Il ne s’agit pas de le faire seulement à l’antenne, car une partie du public a délaissé ce médium. En réaction à ce désintérêt, dès les années 2000, la presse, et notamment Lemonde.fr, puis plus tard la télévision et la radio ont été obligées d’aller vers le numérique pour toucher le plus large public possible. Arte a été pionnière dans ce domaine en proposant ses programmes en replay dès 2007, puis en construisant un bouquet de propositions éditoriales avec sa chaîne linéaire, sa plateforme arte.tv et ses chaînes sociales. Et cela fonctionne ; les contenus de la chaîne ont été visionnés plus de deux milliards de fois sur internet en 2022, et Arte compte près de 25 millions d’abonnés sur les chaînes sociales, notamment sur YouTube où la chaîne touche une population plus jeune, intéressée par les documentaires et les éclairages proposés.
Nous avons toujours en tête que les usages évoluent rapidement et que ce bouquet doit sans cesse se réinventer et innover. Nous sommes donc très attentifs aux nouvelles pratiques qui se développent, pour pouvoir informer toujours plus largement, via les canaux que les gens utilisent.
Où commence et où s’arrête le pouvoir des médias ? Quelle est leur influence sur la société mais aussi sur l’action du gouvernement ?

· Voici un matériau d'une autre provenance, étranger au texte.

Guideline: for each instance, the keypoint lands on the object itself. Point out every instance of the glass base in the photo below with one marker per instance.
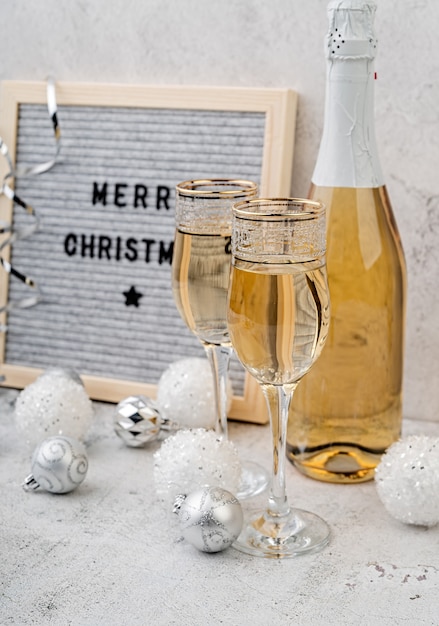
(254, 480)
(301, 532)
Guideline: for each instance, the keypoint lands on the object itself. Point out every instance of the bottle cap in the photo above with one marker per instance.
(351, 34)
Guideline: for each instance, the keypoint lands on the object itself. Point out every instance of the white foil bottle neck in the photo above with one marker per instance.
(348, 155)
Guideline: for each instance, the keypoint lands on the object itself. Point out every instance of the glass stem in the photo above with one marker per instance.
(278, 399)
(219, 359)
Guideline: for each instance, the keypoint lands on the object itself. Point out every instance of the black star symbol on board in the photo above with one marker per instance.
(132, 297)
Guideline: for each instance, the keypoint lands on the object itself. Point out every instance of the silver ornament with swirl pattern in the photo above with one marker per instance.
(210, 518)
(59, 465)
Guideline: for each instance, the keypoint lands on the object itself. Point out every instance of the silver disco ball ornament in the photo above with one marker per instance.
(210, 518)
(59, 465)
(137, 421)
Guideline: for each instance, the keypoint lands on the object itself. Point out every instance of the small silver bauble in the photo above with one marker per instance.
(138, 421)
(59, 465)
(210, 518)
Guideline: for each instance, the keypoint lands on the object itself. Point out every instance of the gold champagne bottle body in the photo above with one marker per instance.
(348, 409)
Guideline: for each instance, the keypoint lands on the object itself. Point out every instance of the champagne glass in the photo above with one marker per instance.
(278, 318)
(200, 279)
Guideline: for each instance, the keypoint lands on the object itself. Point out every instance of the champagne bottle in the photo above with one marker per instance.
(348, 409)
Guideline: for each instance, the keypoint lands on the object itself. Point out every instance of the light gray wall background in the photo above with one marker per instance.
(253, 43)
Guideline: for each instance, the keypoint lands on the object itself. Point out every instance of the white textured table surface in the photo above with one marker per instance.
(107, 554)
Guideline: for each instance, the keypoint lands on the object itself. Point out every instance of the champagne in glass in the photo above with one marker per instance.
(278, 319)
(200, 280)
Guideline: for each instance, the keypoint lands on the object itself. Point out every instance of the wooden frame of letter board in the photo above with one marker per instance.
(279, 106)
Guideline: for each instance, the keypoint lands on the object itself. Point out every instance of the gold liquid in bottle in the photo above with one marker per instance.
(348, 409)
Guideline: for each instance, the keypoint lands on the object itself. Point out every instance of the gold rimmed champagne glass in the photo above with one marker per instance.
(200, 280)
(278, 317)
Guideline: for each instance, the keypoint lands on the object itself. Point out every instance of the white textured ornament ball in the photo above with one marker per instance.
(192, 458)
(186, 394)
(407, 480)
(59, 465)
(56, 403)
(210, 518)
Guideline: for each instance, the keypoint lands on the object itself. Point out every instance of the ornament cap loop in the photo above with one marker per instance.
(29, 483)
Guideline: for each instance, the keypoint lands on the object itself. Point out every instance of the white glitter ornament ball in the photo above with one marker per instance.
(407, 480)
(193, 458)
(59, 465)
(56, 403)
(186, 395)
(210, 518)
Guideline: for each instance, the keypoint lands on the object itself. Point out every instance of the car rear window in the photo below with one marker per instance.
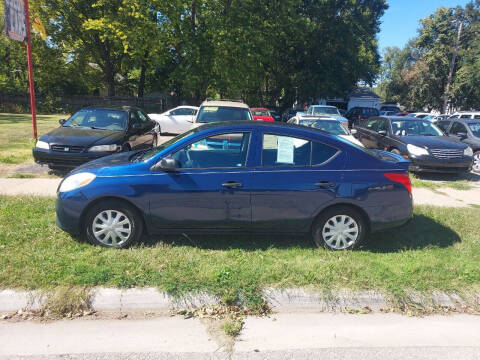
(208, 114)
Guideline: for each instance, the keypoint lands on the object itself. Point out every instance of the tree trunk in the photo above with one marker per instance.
(141, 82)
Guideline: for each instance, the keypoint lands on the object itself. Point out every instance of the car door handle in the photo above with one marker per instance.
(324, 184)
(232, 184)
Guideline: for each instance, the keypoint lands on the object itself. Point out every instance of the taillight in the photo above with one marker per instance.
(403, 179)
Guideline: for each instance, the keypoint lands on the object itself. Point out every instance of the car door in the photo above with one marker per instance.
(210, 189)
(295, 177)
(180, 120)
(367, 133)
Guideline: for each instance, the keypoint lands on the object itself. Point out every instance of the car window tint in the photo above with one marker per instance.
(218, 151)
(142, 117)
(321, 153)
(371, 124)
(381, 125)
(443, 125)
(458, 128)
(285, 151)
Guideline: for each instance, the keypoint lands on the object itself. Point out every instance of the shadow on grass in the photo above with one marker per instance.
(420, 233)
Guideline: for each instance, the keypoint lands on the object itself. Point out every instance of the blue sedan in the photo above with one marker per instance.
(237, 177)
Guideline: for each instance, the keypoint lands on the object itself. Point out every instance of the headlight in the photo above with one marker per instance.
(104, 148)
(42, 145)
(416, 150)
(468, 151)
(76, 181)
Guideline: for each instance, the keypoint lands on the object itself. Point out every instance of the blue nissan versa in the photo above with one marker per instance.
(239, 176)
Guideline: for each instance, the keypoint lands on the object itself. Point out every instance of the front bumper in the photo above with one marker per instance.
(64, 160)
(431, 164)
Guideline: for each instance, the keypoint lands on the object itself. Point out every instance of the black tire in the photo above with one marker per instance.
(119, 210)
(325, 219)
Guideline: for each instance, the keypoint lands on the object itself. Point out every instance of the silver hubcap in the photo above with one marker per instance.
(340, 232)
(476, 162)
(111, 227)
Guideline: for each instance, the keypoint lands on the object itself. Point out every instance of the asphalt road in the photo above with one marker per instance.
(280, 336)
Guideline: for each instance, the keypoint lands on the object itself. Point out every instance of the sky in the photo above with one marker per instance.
(401, 20)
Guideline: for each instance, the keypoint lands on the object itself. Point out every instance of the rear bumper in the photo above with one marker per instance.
(431, 164)
(64, 160)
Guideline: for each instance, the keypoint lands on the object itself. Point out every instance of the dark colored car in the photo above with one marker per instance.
(261, 114)
(393, 108)
(266, 177)
(420, 141)
(466, 131)
(357, 114)
(91, 133)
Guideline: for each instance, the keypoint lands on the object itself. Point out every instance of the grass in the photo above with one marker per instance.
(16, 140)
(438, 249)
(435, 185)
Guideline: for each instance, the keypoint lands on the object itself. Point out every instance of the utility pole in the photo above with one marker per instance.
(446, 96)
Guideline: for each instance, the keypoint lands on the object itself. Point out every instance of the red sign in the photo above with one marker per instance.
(15, 20)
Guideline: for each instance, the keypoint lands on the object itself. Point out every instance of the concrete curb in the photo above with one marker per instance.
(291, 300)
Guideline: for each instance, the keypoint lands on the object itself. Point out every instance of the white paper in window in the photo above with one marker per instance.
(285, 150)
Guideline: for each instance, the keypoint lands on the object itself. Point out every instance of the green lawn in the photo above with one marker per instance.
(16, 140)
(438, 249)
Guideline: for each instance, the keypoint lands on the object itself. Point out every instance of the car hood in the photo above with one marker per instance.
(352, 139)
(108, 164)
(82, 136)
(433, 142)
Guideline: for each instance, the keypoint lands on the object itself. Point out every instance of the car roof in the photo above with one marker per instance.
(228, 103)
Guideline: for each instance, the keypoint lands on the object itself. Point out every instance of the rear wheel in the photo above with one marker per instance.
(113, 224)
(339, 228)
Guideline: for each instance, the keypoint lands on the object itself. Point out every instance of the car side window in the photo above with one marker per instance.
(382, 125)
(218, 151)
(322, 153)
(371, 124)
(142, 117)
(443, 125)
(280, 150)
(458, 128)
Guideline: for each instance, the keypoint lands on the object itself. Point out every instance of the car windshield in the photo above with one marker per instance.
(146, 155)
(475, 127)
(208, 114)
(104, 119)
(415, 128)
(260, 113)
(317, 110)
(329, 126)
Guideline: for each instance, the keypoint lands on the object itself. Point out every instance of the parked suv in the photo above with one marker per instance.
(222, 110)
(418, 140)
(356, 114)
(466, 131)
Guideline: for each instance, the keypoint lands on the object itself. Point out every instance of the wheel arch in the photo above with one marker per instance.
(357, 208)
(111, 198)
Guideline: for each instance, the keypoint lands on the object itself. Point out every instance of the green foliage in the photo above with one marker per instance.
(263, 51)
(417, 75)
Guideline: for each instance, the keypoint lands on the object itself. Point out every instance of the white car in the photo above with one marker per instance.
(329, 125)
(177, 120)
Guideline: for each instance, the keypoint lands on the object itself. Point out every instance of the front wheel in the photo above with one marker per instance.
(476, 162)
(113, 224)
(340, 228)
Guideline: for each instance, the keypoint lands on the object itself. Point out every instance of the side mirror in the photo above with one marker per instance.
(167, 164)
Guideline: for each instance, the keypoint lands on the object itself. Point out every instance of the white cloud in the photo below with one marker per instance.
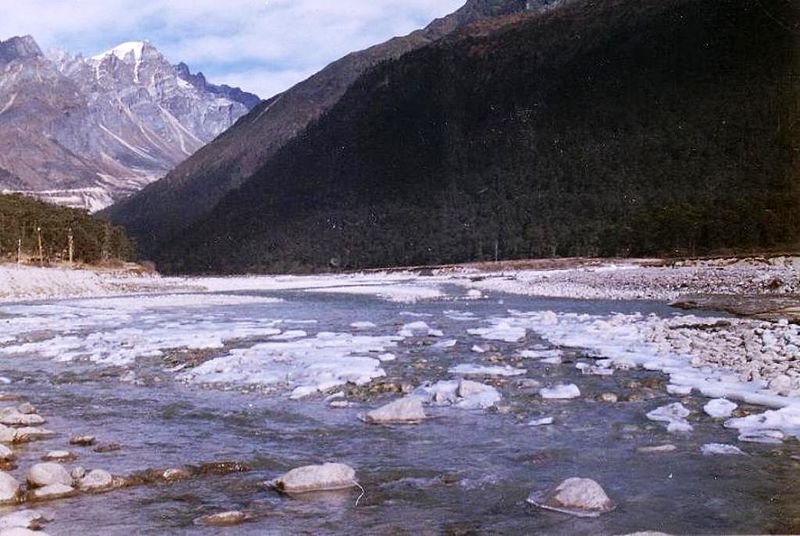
(266, 45)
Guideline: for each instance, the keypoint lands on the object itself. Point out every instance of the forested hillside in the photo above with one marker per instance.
(24, 219)
(603, 127)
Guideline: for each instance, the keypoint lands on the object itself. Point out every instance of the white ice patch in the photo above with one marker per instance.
(462, 394)
(305, 366)
(560, 392)
(719, 408)
(479, 370)
(720, 449)
(674, 415)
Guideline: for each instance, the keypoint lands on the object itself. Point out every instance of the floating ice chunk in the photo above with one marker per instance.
(500, 331)
(560, 392)
(541, 354)
(544, 421)
(719, 408)
(679, 390)
(362, 325)
(720, 448)
(479, 370)
(463, 394)
(772, 426)
(674, 415)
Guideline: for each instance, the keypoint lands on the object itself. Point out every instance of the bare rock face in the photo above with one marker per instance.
(580, 497)
(406, 410)
(85, 131)
(325, 477)
(47, 474)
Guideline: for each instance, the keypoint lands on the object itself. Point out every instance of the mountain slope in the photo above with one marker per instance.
(189, 192)
(86, 131)
(606, 127)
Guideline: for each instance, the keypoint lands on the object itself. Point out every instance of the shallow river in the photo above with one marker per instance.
(460, 472)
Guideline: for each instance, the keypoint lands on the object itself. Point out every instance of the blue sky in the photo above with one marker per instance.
(261, 46)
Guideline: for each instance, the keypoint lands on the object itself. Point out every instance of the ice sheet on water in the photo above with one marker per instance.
(303, 366)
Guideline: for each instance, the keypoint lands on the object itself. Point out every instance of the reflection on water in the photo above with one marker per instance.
(459, 472)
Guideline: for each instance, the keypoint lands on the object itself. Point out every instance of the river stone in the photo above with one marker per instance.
(26, 408)
(580, 497)
(25, 519)
(96, 480)
(48, 473)
(82, 441)
(12, 417)
(224, 519)
(53, 491)
(58, 455)
(9, 489)
(6, 454)
(406, 410)
(325, 477)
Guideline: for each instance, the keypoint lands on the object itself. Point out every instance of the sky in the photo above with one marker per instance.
(263, 46)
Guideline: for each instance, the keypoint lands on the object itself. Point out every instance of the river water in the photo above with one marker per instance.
(459, 472)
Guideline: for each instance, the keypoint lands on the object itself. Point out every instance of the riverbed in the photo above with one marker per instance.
(248, 376)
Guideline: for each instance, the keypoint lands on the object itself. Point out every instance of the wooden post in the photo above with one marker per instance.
(41, 251)
(71, 245)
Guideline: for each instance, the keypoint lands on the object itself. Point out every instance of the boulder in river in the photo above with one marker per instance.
(580, 497)
(325, 477)
(224, 519)
(51, 492)
(406, 410)
(48, 473)
(9, 489)
(96, 480)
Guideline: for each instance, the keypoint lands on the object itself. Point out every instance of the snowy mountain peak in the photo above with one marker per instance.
(19, 48)
(131, 50)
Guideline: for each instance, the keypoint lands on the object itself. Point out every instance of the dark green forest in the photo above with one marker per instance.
(93, 239)
(602, 128)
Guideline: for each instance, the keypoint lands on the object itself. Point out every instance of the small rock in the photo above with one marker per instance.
(608, 397)
(58, 456)
(108, 447)
(96, 480)
(77, 473)
(22, 519)
(49, 473)
(53, 491)
(325, 477)
(6, 454)
(224, 519)
(9, 489)
(406, 410)
(580, 497)
(26, 408)
(173, 475)
(82, 441)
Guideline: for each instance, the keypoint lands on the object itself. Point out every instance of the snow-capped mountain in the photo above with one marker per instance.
(88, 131)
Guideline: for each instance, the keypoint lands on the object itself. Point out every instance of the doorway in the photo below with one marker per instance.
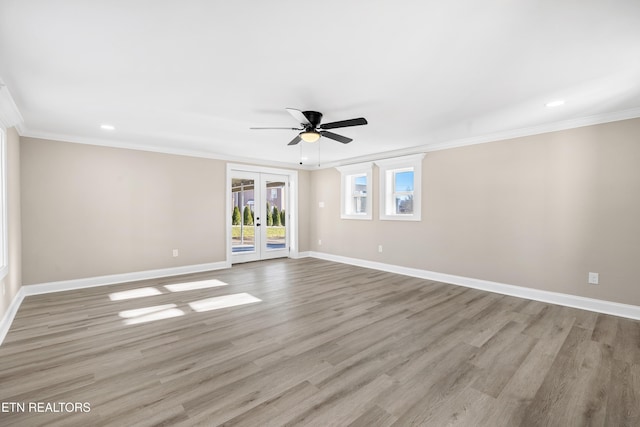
(261, 219)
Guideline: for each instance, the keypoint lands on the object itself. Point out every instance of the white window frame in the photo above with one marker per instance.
(388, 169)
(9, 117)
(347, 176)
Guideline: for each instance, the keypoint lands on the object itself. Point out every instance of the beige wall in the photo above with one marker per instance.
(539, 212)
(304, 205)
(90, 211)
(13, 280)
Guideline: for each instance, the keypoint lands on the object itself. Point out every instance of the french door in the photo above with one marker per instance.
(259, 217)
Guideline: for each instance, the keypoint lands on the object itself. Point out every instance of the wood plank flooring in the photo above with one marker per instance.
(327, 345)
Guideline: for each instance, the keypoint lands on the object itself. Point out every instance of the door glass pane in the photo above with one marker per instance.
(404, 181)
(276, 215)
(242, 219)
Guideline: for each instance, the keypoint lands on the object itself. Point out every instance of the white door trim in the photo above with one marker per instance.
(292, 203)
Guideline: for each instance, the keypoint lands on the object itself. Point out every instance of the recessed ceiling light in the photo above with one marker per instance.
(555, 103)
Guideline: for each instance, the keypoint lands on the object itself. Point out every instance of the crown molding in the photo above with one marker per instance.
(23, 131)
(436, 146)
(9, 114)
(632, 113)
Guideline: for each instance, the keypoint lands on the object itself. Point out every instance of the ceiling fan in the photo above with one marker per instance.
(311, 129)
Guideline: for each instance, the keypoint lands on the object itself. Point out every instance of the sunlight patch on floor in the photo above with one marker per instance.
(134, 293)
(190, 286)
(149, 314)
(225, 301)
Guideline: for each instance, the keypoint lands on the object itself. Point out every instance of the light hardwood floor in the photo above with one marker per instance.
(327, 345)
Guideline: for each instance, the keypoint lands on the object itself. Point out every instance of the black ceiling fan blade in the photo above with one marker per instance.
(299, 116)
(295, 140)
(345, 123)
(260, 128)
(336, 137)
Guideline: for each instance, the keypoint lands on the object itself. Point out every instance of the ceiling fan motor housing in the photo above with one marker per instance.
(314, 118)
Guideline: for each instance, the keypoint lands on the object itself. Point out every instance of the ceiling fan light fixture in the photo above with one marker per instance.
(309, 136)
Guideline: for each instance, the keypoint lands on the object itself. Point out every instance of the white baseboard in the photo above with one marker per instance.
(298, 255)
(67, 285)
(590, 304)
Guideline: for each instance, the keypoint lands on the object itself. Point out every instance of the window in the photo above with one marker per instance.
(355, 194)
(400, 188)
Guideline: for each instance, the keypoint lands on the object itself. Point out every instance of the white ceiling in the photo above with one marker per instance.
(192, 76)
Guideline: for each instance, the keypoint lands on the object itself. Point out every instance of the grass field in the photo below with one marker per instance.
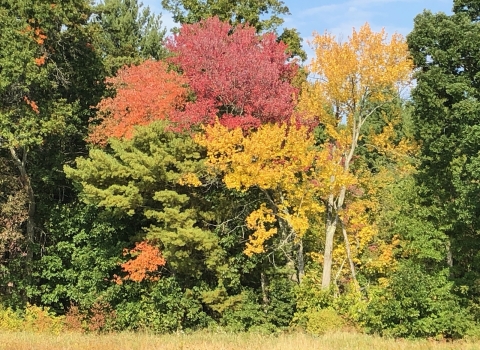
(214, 341)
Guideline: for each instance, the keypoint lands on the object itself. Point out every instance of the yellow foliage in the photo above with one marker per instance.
(279, 158)
(366, 67)
(258, 221)
(189, 179)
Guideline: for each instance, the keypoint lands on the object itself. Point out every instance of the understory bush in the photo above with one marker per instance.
(417, 304)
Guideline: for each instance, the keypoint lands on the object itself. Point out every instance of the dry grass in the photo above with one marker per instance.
(215, 341)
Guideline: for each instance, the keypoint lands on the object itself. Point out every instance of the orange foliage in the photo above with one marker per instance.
(147, 259)
(40, 60)
(145, 93)
(40, 36)
(32, 104)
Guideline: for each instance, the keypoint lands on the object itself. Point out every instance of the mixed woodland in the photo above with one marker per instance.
(214, 178)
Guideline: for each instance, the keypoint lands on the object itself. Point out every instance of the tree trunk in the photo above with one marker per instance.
(263, 281)
(300, 261)
(27, 185)
(331, 227)
(349, 255)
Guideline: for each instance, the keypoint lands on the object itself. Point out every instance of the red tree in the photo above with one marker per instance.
(239, 76)
(144, 93)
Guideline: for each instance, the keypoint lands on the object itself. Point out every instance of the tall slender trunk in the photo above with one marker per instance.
(263, 282)
(331, 227)
(300, 261)
(349, 254)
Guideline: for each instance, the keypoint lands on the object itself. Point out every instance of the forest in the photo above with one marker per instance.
(214, 178)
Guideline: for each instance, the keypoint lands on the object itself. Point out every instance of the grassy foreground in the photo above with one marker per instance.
(214, 341)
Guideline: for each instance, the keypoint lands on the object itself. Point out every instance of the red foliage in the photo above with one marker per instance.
(241, 77)
(146, 259)
(145, 93)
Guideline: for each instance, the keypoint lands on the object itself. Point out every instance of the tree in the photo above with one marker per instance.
(352, 81)
(41, 42)
(144, 93)
(129, 33)
(279, 160)
(238, 13)
(155, 176)
(235, 12)
(240, 77)
(446, 118)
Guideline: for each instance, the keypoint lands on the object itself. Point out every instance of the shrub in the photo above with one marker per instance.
(417, 304)
(322, 321)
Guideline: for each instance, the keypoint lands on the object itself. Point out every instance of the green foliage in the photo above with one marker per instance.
(446, 116)
(149, 176)
(161, 307)
(129, 33)
(322, 321)
(32, 319)
(84, 253)
(417, 303)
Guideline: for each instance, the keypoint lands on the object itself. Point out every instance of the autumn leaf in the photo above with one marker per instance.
(240, 77)
(144, 93)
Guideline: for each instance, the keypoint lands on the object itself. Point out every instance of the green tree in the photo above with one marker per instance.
(263, 15)
(446, 115)
(156, 175)
(41, 90)
(129, 33)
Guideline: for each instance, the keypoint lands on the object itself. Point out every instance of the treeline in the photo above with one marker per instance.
(212, 179)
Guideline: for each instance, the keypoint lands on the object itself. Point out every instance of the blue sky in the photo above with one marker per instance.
(340, 16)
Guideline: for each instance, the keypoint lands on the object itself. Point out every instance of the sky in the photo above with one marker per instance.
(339, 17)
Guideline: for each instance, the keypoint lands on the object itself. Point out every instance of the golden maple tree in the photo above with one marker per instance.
(278, 159)
(352, 81)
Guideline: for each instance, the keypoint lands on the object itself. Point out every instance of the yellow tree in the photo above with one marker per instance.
(352, 80)
(280, 160)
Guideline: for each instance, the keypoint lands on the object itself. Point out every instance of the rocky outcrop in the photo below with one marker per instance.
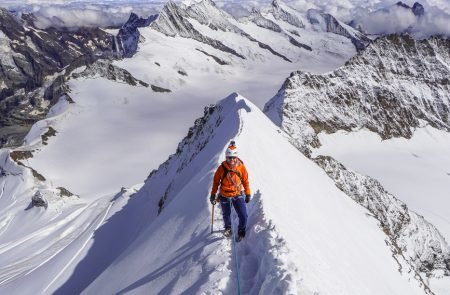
(329, 23)
(172, 22)
(389, 88)
(126, 42)
(29, 57)
(38, 200)
(408, 234)
(282, 12)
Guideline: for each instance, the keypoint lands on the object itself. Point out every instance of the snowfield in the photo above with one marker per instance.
(291, 248)
(416, 171)
(127, 184)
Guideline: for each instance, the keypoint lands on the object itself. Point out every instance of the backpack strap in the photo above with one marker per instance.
(225, 172)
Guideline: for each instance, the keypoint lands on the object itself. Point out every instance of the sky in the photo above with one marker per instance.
(371, 15)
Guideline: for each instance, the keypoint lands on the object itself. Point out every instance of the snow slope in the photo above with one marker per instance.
(417, 171)
(112, 116)
(305, 235)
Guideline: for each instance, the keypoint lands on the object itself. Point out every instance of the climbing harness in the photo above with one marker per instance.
(234, 250)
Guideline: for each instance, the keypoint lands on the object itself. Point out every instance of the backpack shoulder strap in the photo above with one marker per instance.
(226, 170)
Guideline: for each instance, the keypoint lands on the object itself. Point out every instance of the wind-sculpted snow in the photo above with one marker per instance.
(388, 88)
(107, 70)
(409, 234)
(263, 22)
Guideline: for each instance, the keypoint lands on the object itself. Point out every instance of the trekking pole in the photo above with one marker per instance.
(212, 219)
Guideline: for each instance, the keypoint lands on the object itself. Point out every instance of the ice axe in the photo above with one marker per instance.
(212, 218)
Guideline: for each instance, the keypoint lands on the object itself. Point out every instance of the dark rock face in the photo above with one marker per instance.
(408, 234)
(388, 88)
(28, 57)
(279, 13)
(126, 42)
(38, 200)
(418, 9)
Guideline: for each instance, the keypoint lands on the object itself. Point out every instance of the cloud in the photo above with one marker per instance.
(384, 17)
(371, 15)
(72, 14)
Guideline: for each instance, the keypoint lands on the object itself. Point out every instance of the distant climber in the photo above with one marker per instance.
(232, 177)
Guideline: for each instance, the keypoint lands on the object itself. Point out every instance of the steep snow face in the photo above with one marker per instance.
(391, 95)
(387, 88)
(416, 170)
(301, 227)
(126, 105)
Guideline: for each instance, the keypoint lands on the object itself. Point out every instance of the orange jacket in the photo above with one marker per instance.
(231, 185)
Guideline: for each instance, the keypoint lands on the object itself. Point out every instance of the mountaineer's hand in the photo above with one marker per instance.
(213, 200)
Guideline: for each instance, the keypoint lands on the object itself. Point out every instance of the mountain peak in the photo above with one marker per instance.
(418, 9)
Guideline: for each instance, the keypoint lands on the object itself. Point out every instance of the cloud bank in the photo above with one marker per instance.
(371, 16)
(72, 14)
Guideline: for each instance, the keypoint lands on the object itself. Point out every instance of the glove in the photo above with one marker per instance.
(212, 199)
(247, 198)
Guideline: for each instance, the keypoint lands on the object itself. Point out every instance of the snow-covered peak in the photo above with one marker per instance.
(281, 11)
(297, 218)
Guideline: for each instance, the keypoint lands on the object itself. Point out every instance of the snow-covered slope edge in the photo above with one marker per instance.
(387, 88)
(409, 234)
(304, 234)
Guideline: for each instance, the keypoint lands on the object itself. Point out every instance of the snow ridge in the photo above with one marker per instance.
(172, 22)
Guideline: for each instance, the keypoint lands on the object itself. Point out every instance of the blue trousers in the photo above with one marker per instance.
(240, 208)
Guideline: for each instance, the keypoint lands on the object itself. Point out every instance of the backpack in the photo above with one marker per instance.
(226, 170)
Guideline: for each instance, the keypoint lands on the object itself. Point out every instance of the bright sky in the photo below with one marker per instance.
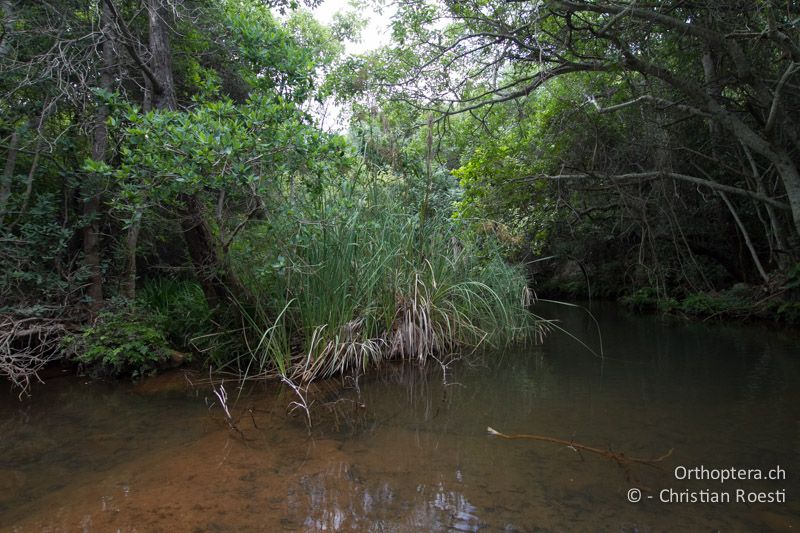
(377, 32)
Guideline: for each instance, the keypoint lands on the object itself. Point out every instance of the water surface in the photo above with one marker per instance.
(407, 449)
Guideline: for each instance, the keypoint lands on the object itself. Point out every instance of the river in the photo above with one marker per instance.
(406, 449)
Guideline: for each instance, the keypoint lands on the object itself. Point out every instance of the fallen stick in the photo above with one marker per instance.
(620, 458)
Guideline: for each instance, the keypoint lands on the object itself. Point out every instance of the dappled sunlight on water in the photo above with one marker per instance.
(407, 450)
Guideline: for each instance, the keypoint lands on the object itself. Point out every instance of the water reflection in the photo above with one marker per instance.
(406, 449)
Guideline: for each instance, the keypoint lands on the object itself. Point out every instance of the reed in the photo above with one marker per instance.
(365, 283)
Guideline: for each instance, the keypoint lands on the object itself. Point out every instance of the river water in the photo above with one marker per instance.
(407, 449)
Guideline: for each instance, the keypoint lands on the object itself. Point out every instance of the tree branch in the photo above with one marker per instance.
(658, 174)
(129, 38)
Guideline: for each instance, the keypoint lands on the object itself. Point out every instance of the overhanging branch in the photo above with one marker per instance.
(657, 174)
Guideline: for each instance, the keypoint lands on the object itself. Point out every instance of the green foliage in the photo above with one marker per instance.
(124, 340)
(362, 281)
(181, 309)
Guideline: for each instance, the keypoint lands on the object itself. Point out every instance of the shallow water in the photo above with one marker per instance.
(407, 449)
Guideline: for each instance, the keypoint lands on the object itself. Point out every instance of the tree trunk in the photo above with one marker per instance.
(218, 283)
(7, 179)
(163, 96)
(131, 243)
(92, 185)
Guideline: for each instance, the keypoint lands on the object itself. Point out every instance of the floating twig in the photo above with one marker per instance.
(620, 458)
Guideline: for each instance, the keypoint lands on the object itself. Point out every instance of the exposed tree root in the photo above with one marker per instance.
(27, 345)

Depuis le siècle des Lumières, l’information est, par essence, un progrès pour l’être humain car elle permet l’émancipation et rehausse notre capacité d’action. Au niveau individuel, elle permet de nous positionner par rapport au monde et nous donne des outils pour agir en tant que citoyen. Au niveau collectif, elle structure l’espace public et façonne l’agenda. Pour expliquer cette notion simplement, les journalistes font le tri dans les événements pour mettre en avant ce qui semble important pour la communauté. Ils ouvrent donc la discussion qui permet ensuite aux forces publiques de s’organiser autour d’un certain nombre de propositions ou de thèmes.
Et si l’on reprend rapidement l’histoire du journalisme, les années 1860-1870, et plus largement la fin du XXe siècle, voire au début du XXIe siècle, ont été marquées par le journalisme de masse. Pour des raisons techniques et économiques, on envoyait le même message à tout le monde. Mais avec les médias électroniques, la masse a été remplacée par la multitude. Et cette multitude est bien plus difficile à aborder pour les journalistes.
Or, pour toutes les raisons que je viens d’évoquer, les journalistes sont depuis toujours un contre-pouvoir absolument nécessaire. En témoigne un exemple, certes un peu daté, mais toujours aussi pertinent : celui de l’enquête de deux journalistes du Washington Post, qui ont mis en lumière l’affaire du Watergate – d’ailleurs très bien retracée dans le film Les Hommes du président, d’Alan J. Pakula – ayant mené à la démission de Richard Nixon en 1974.
Aujourd’hui, la multiplication des messages rend plus difficile la transmission des informations. Quand une enquête était publiée dans un grand journal national dans les années 1970, celle-ci pouvait facilement être lue, « découverte » par les citoyens, car le nombre de sources d’information était limité. Ce n’est plus le cas aujourd’hui. Les médias doivent effectuer un travail supplémentaire, après la publication de l’information, pour s’assurer qu’elle atteigne bien le public dans cet univers de surabondance et où l’algorithme fait loi.